Not everyone was so lucky.

By the early 1980s, a nipper growing up on the mean streets of Manchester was experiencing my former pain of the more elusive last sticker. Friend of The Anfield Wrap, Steve Armstrong – our go-to Mancunian – was still crying his heart out (sorry for the Oasis gag, Ste) over the two startling gaps in his Football ‘81 album. Red Devils’ fan Steve, of United We Stand fame, had more Joe Jordans and Lou Macaris than you can shake a stick at, but two naughty lads – and then just the one – from other clubs remained missing.

Steve picks up the tale here.

“So, it’s 1981. Eventually, I had just one sticker missing from the book. Middlesbrough’s Irving Nattrass. No cunt had ever heard of him which made ‘who?’ the default answer when trying to do swaps. The last but one – George Berry – had turned up three weeks before so I was confident of filling the book. Two weeks and six days on and there’s no sign of fucking Nattrass. I spent every bit of dinner money, pocket money and even dosh I stole from my mam’s purse on stickers. Just to get Nattrass.

“The guy who ran the paper shop knew all about my quest and told me that once this last box at the newsagents had gone, that was that for the season. Nightmare! I bought the last three packs, opening them and shaking like a crackhead rooting round to get his hands on some gear. Anyway, no sign of Nattrass, and to make matters worse, George fucking Berry again, again, again and again in all three of those last packs. You wait ages for a George Berry and then three of him comes at once.

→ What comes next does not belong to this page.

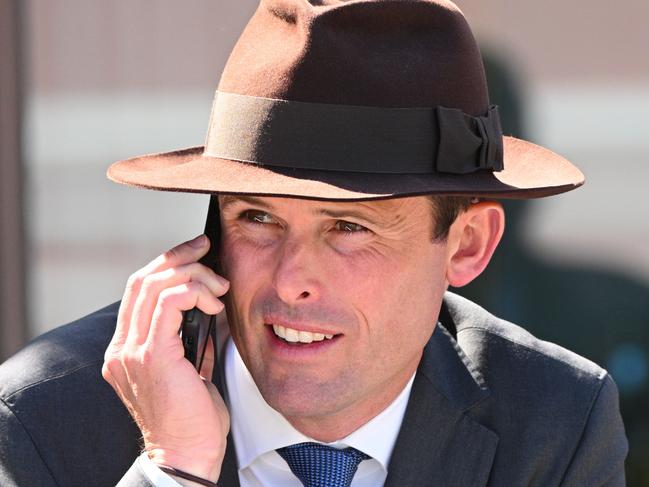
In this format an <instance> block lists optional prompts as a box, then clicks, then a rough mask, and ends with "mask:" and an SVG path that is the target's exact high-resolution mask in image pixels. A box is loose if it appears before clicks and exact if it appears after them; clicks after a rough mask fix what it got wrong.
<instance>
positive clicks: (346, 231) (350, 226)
mask: <svg viewBox="0 0 649 487" xmlns="http://www.w3.org/2000/svg"><path fill="white" fill-rule="evenodd" d="M334 227H335V229H336V230H337V231H339V232H343V233H357V232H367V231H368V230H367V228H365V227H364V226H362V225H359V224H358V223H352V222H346V221H345V220H338V221H337V222H336V224H335V225H334Z"/></svg>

“I was heartbroken. To this day, I hate Irving Nattrass and George Berry. I hate Middlesbrough and Wolves as well. My wounds will never heal. My hatred for all of them will never end. Not ever!”

Nowadays, the noble art of collecting is acceptable to all; even us adults, especially if we’re buying for our kids. In my day and Steve’s and those of countless other whippersnappers down the years, it wasn’t cool to blow all your dough on stickers past the age of 13. The pursuit became more clandestine with each passing season. How else can you explain my finding of the Euro ‘88 book (published when I was 20) hiding away beneath a copy of Penthouse?

Thankfully, it’s a tradition that lives on to this day. I’m pretty sure the not-so-cool cats still collect and are au fait with the guilt brought by a pile of swaps that weighs more than a sack of potatoes.

They say that nostalgia ain’t what it used to be but not with this. Open a pristine pack of Panini and inhale. When I get that familiar whiff, I’m jumping on the back of Daniel Passarella as we parade the World Cup around the Estadio Monumental. Then, a night on the town as Mario Kempes and Luque and I carouse round Buenos Aires on the pull.

See you tomorrow at Anfield by The Kop block 306 lift and we’ll do swaps. I’ll swap you 10 Dejan Lovrens for your Virgil van Dijk.

But, keep it a secret or the deal is off.